I did the below experiment:

• create an array [ 1 2 3 4 5 6 7 8 9 10]
• slice the array by removing the number 5. Expected result: [ 1 2 3 4 6 7 8 9 10]
``````tab = np.array([1,2,3,4,5,6,7,8,9,10])

print(tab)

end = int(len(tab)+1)
tab = np.r_[:5,6:end]

print(tab)

tab = np.r_[1:5,6:end]

print(tab)
``````

which gives me the below result:

``````[ 1  2  3  4  5  6  7  8  9 10]
[ 0  1  2  3  4  6  7  8  9 10]
[ 1  2  3  4  6  7  8  9 10]
``````

I don’t understand why there is a 0 in the second array that I print.
In order to get the result that I expected, I had slice by adding a 1 : tab = np.r_[1:5,6:end]

1 Like

Thanks for your reply, I haven’t learned Panda yet. Might get your point a bit later in my studies. Cheers !

Thanks for the contribution, I understand that there is no absolute response and it is more about a business analysis consideration. Appreciate the share of your reasoning.

That is because of precision difference
See the different results between python `sum` and numpy `np.sum`

``````>>> p_sum = sum(taxi_modified[np.r_[0:1800,1802:len(taxi_modified)], 7])
>>> n_sum = np.sum(taxi_modified[np.r_[0:1800,1802:len(taxi_modified)], 7])
>>> p_sum, n_sum
(1134476.200000008, 1134476.2000000002)
``````

if you use python `sum` you will get your expected output

``````>>> p_sum / (len(taxi_modified)-2)
12.667502623997947
``````

while using numpy `np.sum`

``````>>> n_sum / (len(taxi_modified)-2)
12.667502623997859
``````

gives simiar to `taxi_modified[np.r_[:1800,1802:len(taxi_modified)], 7].mean()` so i guess `mean` internally using `np.sum` but i am not sure.

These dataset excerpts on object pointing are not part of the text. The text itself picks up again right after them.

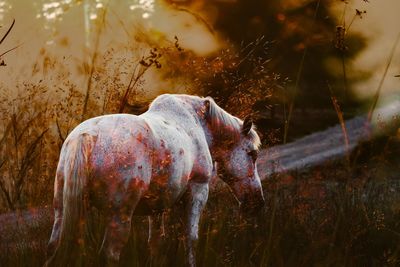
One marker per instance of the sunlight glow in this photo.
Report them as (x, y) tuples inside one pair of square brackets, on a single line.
[(4, 8), (147, 6)]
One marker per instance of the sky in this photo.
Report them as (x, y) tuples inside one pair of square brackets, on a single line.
[(67, 30)]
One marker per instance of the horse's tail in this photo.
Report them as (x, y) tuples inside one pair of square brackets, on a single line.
[(71, 246)]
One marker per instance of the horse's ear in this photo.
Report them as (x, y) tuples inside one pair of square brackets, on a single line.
[(247, 124)]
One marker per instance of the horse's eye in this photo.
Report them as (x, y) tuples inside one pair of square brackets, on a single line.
[(253, 154)]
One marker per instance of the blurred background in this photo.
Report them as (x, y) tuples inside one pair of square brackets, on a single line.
[(298, 66)]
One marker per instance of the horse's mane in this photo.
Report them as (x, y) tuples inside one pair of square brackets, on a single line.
[(224, 124)]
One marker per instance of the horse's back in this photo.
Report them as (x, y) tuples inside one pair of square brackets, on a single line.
[(118, 157)]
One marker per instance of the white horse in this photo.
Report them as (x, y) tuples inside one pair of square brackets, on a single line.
[(127, 165)]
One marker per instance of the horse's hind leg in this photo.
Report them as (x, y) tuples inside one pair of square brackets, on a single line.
[(156, 232), (58, 213), (119, 225)]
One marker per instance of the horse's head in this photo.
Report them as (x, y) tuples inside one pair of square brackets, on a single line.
[(235, 147)]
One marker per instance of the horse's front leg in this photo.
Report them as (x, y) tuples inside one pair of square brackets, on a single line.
[(156, 232), (197, 199)]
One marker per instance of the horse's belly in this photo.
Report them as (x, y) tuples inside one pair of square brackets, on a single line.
[(160, 197)]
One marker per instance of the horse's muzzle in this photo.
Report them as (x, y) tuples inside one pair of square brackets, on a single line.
[(252, 205)]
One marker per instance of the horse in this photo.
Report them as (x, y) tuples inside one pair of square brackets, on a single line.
[(126, 165)]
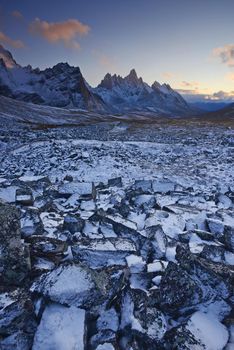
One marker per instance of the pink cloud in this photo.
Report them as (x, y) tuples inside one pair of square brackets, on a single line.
[(17, 14), (226, 53), (65, 32), (18, 44), (104, 60)]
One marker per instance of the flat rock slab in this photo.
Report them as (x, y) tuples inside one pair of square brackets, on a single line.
[(71, 285), (61, 328), (84, 189), (98, 253)]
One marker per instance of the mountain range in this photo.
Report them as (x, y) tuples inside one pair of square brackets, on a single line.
[(64, 86)]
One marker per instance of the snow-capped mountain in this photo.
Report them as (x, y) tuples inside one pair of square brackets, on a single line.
[(60, 86), (132, 93), (65, 86)]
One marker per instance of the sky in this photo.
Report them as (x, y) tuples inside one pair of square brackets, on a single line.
[(186, 43)]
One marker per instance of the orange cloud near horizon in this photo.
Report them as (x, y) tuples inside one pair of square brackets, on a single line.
[(60, 31), (226, 53), (17, 44)]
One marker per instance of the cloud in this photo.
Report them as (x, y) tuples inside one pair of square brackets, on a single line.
[(17, 14), (65, 32), (230, 76), (18, 44), (216, 96), (190, 85), (168, 75), (104, 60), (226, 54), (222, 95)]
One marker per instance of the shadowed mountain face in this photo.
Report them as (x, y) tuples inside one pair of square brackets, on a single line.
[(131, 92), (65, 86)]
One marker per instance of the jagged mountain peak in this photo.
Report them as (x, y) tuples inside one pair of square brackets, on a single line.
[(132, 76), (64, 86), (7, 58)]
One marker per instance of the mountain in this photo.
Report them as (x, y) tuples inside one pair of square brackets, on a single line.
[(64, 86), (132, 93), (223, 114), (60, 86)]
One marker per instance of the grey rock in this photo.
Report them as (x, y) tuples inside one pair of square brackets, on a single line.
[(99, 253), (14, 258), (24, 196), (73, 223)]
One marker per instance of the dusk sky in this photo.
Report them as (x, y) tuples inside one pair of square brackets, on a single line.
[(186, 43)]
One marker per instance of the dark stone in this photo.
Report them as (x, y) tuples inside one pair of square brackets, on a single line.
[(14, 258), (73, 224)]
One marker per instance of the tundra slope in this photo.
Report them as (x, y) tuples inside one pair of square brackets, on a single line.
[(123, 244)]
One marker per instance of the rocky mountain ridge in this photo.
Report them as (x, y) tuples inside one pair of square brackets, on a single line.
[(64, 86)]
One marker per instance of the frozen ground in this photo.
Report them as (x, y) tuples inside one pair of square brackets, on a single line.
[(126, 236)]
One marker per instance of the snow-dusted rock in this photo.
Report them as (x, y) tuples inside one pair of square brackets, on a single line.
[(61, 328)]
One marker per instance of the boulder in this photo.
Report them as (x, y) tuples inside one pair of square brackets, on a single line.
[(14, 258)]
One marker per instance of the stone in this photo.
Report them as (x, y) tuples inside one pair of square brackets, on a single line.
[(17, 320), (115, 182), (216, 227), (24, 197), (14, 259), (61, 328), (163, 186), (73, 223), (84, 189), (229, 238), (145, 186), (99, 253)]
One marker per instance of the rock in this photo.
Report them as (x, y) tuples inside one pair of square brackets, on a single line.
[(14, 258), (224, 201), (144, 186), (17, 341), (159, 241), (61, 328), (213, 253), (31, 223), (215, 226), (229, 238), (99, 253), (202, 331), (116, 182), (17, 320), (47, 247), (105, 346), (108, 320), (163, 186), (73, 223), (77, 285), (84, 189), (135, 263), (178, 289), (24, 197), (51, 221)]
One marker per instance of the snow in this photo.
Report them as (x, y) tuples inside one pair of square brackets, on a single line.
[(156, 266), (8, 194), (135, 263), (65, 284), (105, 346), (61, 328), (208, 330)]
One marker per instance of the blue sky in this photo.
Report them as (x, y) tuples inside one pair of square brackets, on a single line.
[(187, 43)]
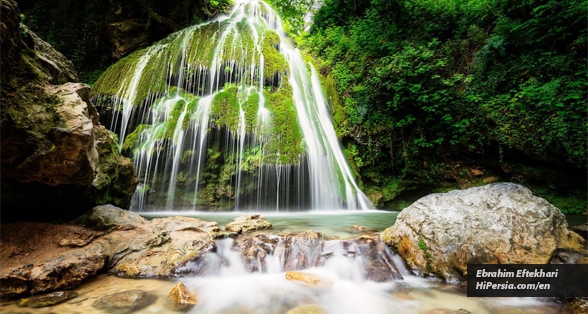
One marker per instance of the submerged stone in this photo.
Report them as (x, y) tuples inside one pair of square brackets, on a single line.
[(181, 298), (125, 301), (308, 278), (248, 223), (106, 217), (308, 309), (303, 250), (47, 299)]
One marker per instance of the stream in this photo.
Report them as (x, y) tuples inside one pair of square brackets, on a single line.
[(230, 288)]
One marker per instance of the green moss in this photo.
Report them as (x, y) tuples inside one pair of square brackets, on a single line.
[(274, 62), (131, 141), (224, 110), (251, 106), (285, 138)]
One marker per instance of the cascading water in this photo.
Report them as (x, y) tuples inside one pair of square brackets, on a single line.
[(227, 115)]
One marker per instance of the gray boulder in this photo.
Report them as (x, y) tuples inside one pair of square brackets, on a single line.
[(497, 223)]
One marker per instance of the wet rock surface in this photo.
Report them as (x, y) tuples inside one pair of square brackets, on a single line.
[(244, 224), (308, 278), (106, 217), (57, 160), (33, 259), (180, 298), (581, 230), (499, 223), (47, 299), (307, 309), (254, 249), (124, 302), (306, 249)]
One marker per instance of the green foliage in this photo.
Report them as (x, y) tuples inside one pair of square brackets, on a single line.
[(415, 83), (294, 13)]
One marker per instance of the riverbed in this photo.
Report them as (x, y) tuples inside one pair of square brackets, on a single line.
[(234, 290)]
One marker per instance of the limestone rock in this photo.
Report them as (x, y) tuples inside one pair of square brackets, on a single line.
[(308, 278), (56, 67), (180, 298), (106, 217), (303, 250), (575, 306), (379, 265), (57, 161), (248, 223), (497, 223), (581, 230), (307, 309), (160, 248), (47, 299), (64, 272), (127, 36), (254, 249), (36, 262), (125, 301)]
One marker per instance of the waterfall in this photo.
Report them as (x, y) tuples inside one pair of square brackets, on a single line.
[(227, 115)]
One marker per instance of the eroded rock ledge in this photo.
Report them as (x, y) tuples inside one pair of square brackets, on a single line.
[(43, 257), (57, 160)]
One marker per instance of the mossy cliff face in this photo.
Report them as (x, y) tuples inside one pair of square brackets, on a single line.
[(96, 33), (205, 113), (57, 161)]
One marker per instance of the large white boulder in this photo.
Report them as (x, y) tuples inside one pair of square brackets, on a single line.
[(501, 223)]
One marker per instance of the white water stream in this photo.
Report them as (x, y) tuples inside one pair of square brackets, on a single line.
[(275, 163)]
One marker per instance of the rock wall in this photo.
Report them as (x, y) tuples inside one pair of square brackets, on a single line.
[(57, 160)]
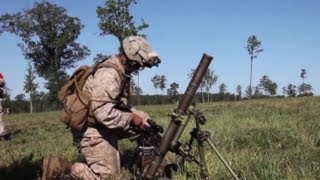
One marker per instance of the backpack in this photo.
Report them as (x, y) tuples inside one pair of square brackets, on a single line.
[(77, 112)]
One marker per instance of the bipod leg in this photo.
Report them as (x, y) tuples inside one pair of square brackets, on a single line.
[(203, 165), (222, 159)]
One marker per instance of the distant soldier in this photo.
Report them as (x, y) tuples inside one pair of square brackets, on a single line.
[(109, 87), (3, 132)]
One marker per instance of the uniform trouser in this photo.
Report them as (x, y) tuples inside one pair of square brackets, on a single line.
[(102, 156), (1, 121)]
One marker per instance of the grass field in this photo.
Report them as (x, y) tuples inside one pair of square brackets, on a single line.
[(261, 139)]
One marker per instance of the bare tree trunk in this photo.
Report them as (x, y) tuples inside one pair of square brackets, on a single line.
[(250, 86)]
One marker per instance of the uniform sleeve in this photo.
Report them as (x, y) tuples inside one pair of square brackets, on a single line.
[(105, 86)]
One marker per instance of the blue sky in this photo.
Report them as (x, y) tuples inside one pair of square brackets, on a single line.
[(182, 30)]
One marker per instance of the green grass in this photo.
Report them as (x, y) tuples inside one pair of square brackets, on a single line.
[(261, 139)]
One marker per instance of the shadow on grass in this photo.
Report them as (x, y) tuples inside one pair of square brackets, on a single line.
[(23, 169)]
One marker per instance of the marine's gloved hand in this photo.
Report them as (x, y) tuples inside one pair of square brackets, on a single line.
[(143, 115), (137, 120)]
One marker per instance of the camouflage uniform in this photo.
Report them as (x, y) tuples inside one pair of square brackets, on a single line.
[(99, 145), (2, 125)]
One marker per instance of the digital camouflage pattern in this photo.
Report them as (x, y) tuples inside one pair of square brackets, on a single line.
[(99, 145)]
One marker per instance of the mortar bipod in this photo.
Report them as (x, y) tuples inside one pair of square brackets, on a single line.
[(201, 136)]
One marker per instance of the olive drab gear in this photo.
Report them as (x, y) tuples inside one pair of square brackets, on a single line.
[(55, 168), (77, 112)]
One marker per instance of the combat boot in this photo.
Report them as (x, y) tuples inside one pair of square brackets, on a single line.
[(55, 168)]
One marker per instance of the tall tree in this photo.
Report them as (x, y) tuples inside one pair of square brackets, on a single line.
[(30, 86), (303, 74), (291, 90), (239, 92), (223, 88), (253, 48), (209, 80), (304, 89), (48, 35), (116, 20)]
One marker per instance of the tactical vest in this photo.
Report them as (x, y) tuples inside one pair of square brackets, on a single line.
[(77, 112)]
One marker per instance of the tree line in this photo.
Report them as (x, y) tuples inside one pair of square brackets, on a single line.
[(49, 44)]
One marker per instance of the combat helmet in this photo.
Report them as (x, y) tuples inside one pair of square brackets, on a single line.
[(138, 49)]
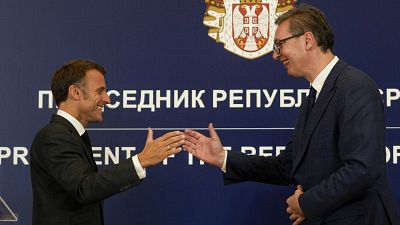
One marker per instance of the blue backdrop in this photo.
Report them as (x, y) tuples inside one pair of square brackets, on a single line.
[(164, 45)]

You don’t have to include extra `1` as index start with `0` so it already covering upto latst element of array.

Here again you don’t have to add extra `1` in `end`. and second here using `np.r_` we are generating indices for our array so after generating indices you have to slice it with `array` and more you want to ignore 5th value which means 4th index so while generating indices we should ignore `4`
Hence it should be

``````end = len(tab)                 # removed extra `1`
tab = tab[np.r_[:4,6:end]]     # Slicing with array `tab` and ignore 4th index instead of 5th
``````

See the doc that says

So `np.r_[:1800, 1802:]` similar to concatenation of `np.arange(start=None, stop=1800)` and `np.arange(start=1802, stop=None)` but i dont know why it returning result when `stop=None` in second slicing.